Winnie, the ex-wife of the late President of South Africa Nelson Mandela, died on April 2, age 81.
AUN’s International Students Association in collaboration with the South African members organized the evening of solidarity songs, tribute, poems, and personal recollections.
South African students – Jeremiah Sello Mafokoane, Ntuthuko Buthelezi, Kebone Mofokeng and Alex Gekpe - took turns to deliver stirring eulogies in honor of the ‘Mother of the Nation.’
ICP major, Alex Gekpe, told how his mom once described Winnie Mandela: "My mum painted a picture of Winnie as a woman who breathes out fire, “a brave, courageous and assertive person who had this unique multi-generational reach in Africa and beyond."
Another ICP major, Luyand Khanyile, said that Winnie was a revolutionist for the right of women in general. She didn't die; she multiplied because I am Winnie Mandela."
Petroleum Chemistry major Ms. Kebone Mofokeng, recited a poem for Winnie, from the work of Vangile Gantsho.
Paying his respects, the Provost and VP of Academic Affairs, Professor Muhammadou Kah, described Winnie as a formidable and phenomenal heroine, whose commitment, contributions, leadership and centrality to the resistance to Apartheid is second to none.
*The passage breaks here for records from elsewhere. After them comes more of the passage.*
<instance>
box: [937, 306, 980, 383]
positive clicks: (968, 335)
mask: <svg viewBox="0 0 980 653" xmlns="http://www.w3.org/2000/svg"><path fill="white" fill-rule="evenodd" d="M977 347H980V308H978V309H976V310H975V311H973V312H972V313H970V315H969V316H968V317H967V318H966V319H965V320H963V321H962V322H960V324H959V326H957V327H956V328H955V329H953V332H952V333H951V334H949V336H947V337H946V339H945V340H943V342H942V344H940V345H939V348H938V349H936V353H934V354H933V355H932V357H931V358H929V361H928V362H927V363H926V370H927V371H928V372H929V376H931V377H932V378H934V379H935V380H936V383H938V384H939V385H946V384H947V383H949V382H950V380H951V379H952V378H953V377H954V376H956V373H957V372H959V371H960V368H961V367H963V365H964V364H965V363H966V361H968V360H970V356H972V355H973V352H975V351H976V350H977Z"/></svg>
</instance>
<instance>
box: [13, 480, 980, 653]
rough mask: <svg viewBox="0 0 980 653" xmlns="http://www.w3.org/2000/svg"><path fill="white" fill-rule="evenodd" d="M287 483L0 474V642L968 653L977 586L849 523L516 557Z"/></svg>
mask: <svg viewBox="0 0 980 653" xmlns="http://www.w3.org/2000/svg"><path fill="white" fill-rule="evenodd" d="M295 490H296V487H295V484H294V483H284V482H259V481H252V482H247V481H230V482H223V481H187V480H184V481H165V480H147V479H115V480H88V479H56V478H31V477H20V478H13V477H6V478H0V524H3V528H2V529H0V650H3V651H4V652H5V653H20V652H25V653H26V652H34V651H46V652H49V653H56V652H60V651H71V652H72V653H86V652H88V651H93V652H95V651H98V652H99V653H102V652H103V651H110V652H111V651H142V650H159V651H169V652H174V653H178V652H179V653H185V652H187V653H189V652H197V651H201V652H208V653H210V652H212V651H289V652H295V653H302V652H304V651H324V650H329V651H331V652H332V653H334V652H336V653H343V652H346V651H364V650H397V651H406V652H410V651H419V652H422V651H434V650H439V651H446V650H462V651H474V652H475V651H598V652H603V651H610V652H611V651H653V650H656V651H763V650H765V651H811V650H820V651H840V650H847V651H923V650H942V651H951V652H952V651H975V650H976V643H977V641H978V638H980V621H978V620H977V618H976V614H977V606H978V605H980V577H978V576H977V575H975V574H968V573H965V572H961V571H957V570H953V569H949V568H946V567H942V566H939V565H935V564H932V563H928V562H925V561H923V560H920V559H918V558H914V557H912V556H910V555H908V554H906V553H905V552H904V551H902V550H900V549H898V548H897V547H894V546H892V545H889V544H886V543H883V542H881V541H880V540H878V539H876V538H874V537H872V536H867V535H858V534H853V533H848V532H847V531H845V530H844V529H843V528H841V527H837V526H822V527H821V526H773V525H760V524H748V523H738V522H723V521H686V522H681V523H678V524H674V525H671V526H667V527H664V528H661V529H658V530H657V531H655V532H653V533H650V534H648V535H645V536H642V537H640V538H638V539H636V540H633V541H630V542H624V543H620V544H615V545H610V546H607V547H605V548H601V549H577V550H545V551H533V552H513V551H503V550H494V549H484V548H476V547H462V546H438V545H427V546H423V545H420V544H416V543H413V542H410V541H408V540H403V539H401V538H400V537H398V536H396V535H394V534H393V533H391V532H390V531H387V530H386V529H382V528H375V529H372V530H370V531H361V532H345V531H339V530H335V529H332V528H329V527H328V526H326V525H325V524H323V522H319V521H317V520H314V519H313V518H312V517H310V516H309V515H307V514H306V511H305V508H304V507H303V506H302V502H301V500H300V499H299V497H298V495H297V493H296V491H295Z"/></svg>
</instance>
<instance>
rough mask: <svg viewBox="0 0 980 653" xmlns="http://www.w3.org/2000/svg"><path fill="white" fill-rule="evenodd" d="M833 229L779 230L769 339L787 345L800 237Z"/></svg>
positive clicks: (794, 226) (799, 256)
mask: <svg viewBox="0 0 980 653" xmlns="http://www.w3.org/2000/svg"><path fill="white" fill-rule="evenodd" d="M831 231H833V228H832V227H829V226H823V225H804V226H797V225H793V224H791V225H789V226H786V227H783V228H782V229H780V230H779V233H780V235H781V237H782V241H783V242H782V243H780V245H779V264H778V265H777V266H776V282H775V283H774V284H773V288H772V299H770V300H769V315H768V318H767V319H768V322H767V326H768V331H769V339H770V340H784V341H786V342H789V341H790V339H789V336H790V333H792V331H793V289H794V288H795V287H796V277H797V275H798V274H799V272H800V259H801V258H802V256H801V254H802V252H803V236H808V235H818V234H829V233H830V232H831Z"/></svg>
Provost Kah eulogized Winnie who he said represented the Peoples of South Africa to her death, spoke up against injustice regardless of who was in power; a brave, driven, courageous and selfless woman, who stood firmly and said No to oppression.
“We all grew up seeing her as a symbol of hope, selflessness, courage, strength, passion, enthusiasm, dignity, with a huge capacity for leadership and a relentless quest and commitment for freedom for her peoples.
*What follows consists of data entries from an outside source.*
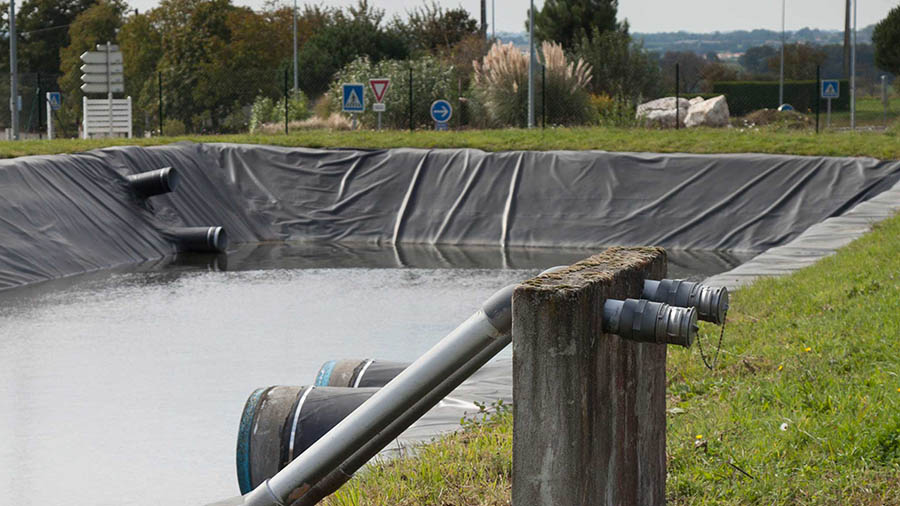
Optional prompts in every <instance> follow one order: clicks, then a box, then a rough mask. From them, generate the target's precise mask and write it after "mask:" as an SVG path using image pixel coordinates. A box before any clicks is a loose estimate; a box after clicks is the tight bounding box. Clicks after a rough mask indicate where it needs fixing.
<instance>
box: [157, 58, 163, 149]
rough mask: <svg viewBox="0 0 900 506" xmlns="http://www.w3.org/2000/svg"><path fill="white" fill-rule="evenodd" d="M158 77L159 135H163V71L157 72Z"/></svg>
mask: <svg viewBox="0 0 900 506" xmlns="http://www.w3.org/2000/svg"><path fill="white" fill-rule="evenodd" d="M156 79H157V89H158V91H159V136H160V137H162V135H163V133H162V126H163V117H162V72H157V73H156Z"/></svg>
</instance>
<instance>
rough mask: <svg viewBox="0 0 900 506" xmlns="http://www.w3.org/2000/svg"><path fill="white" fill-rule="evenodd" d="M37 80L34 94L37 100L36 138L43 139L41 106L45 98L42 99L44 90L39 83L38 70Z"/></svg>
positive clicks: (41, 107)
mask: <svg viewBox="0 0 900 506" xmlns="http://www.w3.org/2000/svg"><path fill="white" fill-rule="evenodd" d="M37 80H38V89H37V93H36V94H35V97H37V101H38V138H39V139H43V138H44V108H43V104H44V102H45V99H44V93H43V91H44V90H42V89H41V87H42V86H41V84H42V83H41V73H40V72H38V73H37Z"/></svg>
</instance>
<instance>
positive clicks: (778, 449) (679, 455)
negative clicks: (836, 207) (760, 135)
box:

“She never claimed to be perfect in her approach and tactics to activism and demands for the human rights of her peoples, especially when the heat was up and intense, and within the context of the brutality of the apartheid regime. She stood firm to the end! Indeed, her spirit lives on, and through you, she multiplies”.
Other dignitaries who spoke are the VP of Students Life Bullock Byron, who narrated a memorable encounter with the late activist in her hometown of Soweto and Mr. Byron’s native United States; chair of English and Literature department, Dr. Agatha Ukata described Winnie as “an Amazon of hope, a voice for women and change agent."